Мы вошли в подъезд и стали подниматься по лестнице, а он шел за нами, на каждом шагу хватаясь за перила, и я слышал его тяжелое дыхание, а девушка рядом со мной взбежала по ступенькам как кошка, тихо и легко, и я не видел пота ни на ее лице, ни на платье, а когда мы остановились на верхнем этаже, она повернулась ко мне, и дыхание у нее было чистое, как дыхание ребенка.
— Подожди минутку, — сказала она.
Она пошла по коридору и, когда ей открыли дверь, вступила с кем-то в переговоры, они долго препирались, а старик тем временем добрался до площадки и подошел ко мне,
— Я бы выпил воды, — сказал он.
— Я бы тоже.
— Мне нехорошо.
— Мне тоже.
— Но мне шестьдесят лет.
— Но у тебя есть пятьдесят фунтов, — сказал я. — И она сейчас станет тебя уверять, что ты мастак в этих делах.

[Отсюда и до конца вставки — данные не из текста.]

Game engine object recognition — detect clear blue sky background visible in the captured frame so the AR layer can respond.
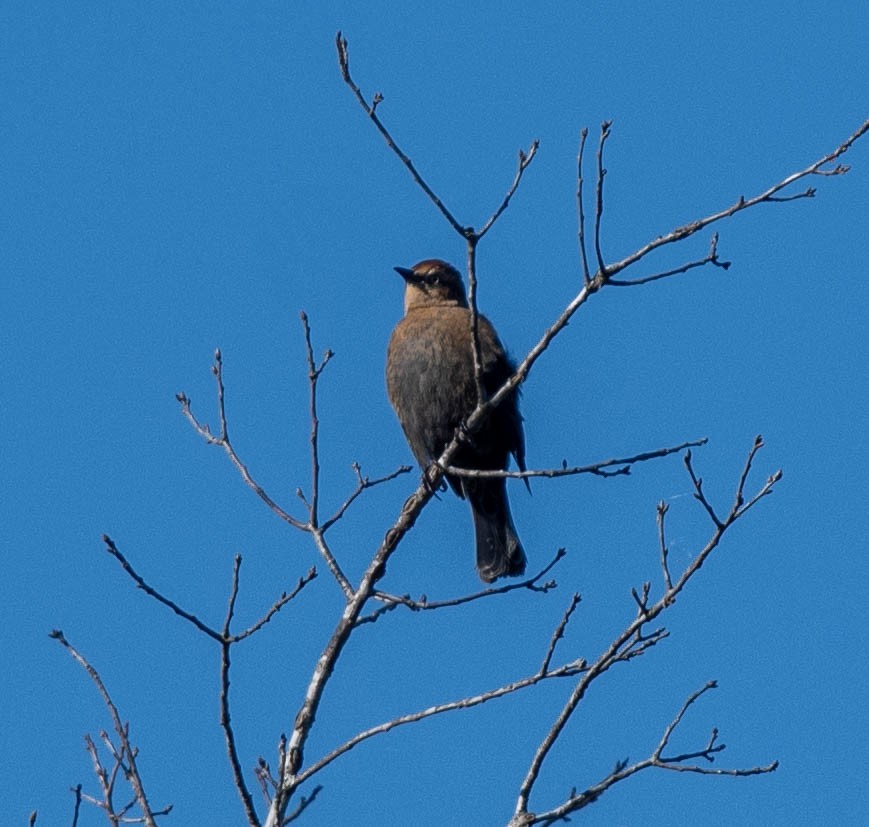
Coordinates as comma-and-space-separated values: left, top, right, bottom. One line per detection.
0, 0, 869, 827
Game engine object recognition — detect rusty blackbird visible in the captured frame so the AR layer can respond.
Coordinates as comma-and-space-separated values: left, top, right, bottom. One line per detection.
386, 259, 525, 583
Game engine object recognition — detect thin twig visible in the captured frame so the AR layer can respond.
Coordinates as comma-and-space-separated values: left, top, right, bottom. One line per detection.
284, 784, 323, 825
320, 462, 413, 533
476, 138, 540, 240
657, 500, 673, 591
607, 233, 731, 287
528, 681, 778, 827
297, 659, 586, 784
576, 127, 591, 284
175, 346, 353, 599
594, 121, 612, 276
335, 32, 466, 237
513, 441, 779, 824
540, 592, 582, 675
444, 437, 708, 479
357, 548, 567, 626
220, 554, 260, 827
49, 629, 164, 827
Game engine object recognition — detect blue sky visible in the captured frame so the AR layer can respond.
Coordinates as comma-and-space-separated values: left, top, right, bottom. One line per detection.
0, 2, 869, 825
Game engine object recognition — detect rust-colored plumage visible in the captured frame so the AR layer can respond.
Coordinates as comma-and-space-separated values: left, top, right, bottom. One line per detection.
386, 259, 525, 583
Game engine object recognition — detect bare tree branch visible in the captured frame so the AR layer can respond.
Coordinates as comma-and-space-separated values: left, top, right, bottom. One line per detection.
335, 32, 466, 236
511, 437, 781, 825
49, 629, 172, 827
576, 127, 591, 284
356, 548, 567, 626
594, 121, 612, 274
297, 659, 586, 784
444, 437, 708, 479
524, 681, 778, 827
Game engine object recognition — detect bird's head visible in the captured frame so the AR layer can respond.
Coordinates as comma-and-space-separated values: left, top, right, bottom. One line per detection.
395, 258, 468, 312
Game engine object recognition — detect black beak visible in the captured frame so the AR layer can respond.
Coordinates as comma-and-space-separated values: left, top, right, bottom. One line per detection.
393, 267, 419, 281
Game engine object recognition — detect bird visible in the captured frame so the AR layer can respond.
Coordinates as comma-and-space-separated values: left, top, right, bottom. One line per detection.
386, 259, 527, 583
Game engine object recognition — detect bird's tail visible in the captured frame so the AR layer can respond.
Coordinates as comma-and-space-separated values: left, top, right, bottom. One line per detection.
462, 479, 525, 583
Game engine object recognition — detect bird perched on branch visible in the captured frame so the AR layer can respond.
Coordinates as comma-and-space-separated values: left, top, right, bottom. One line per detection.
386, 259, 525, 583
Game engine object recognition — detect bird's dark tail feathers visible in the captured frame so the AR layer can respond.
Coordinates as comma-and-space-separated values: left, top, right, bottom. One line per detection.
462, 479, 525, 583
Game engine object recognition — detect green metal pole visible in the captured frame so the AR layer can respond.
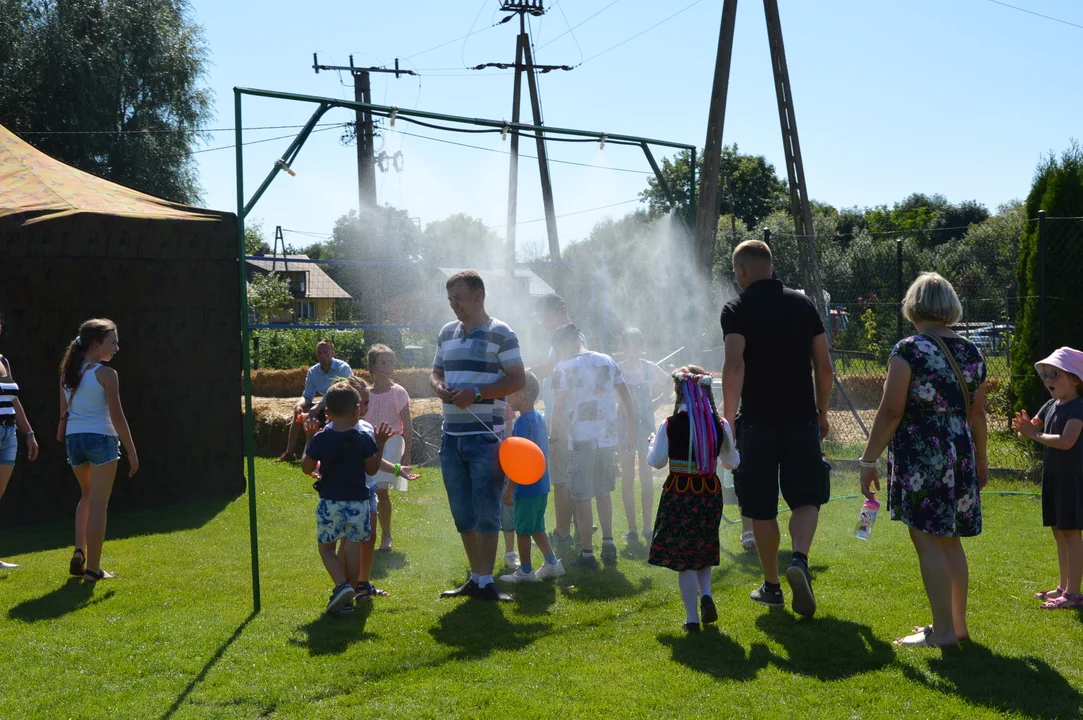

А я буду стоять здесь, в коридоре, и ждать вас.
— Я бы выпил воды, — повторил он. — О чем они так долго говорят?
— Торгуются о цене.
Она подошла и сказала:
— Боятся. Кто-то на них настучал. Пойдемте в другое место.
— Мне нужно выпить воды, — сказал старик. — Я потерял таблетки. У меня больное сердце.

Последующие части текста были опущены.